Bazı dostlarım yazılarımla ilgili şöyle yorumlarda bulunuyorlar:

Siz güçlü esen ve hatta fırtınaya dönüşen bir rüzgâra karşı koymaya çalışıyorsunuz. İyi niyetinize rağmen bu iş neredeyse imkansız gibi görünüyor.

Dostlarım bu yargılarında haklılar mı? Zahiren evet. Muazzam bir dip dalga her şeyi önüne katıp götürüyor. Benim gibi yüzme bile bilmeyen biri nasıl bu dalgalara karşı koyabilir?

Bir müslüman olarak her şeyin zahirde görüldüğünden farklı, mücadelenin görünür şartlarla kayıtlı olmadığını düşündüğümde sebeplere takılmayarak mücadeleye devam diyorum.

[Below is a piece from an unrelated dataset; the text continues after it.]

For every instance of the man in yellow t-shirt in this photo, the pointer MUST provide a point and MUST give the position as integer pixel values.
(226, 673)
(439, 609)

Yeryüzünde yaşamanın bedeli, tüm olumsuz şartlara gözleri ve kulakları kapatarak son nefese kadar hiçbir ayartıcının ayartmalarına kanmadan dosdoğru yürümek, takdir edilmiş bir ömrün zekatını ödemektir.

Bunu biraz açayım.

Yaklaşık on beş yıldır toplumsal erozyonu, ahlaki ve dini çözülmeyi büyük bir üzüntü ve kederle izliyorum, yazıyorum, yorumlamaya ve muhataplarımı ikaz ederek uyarmaya çalışıyorum.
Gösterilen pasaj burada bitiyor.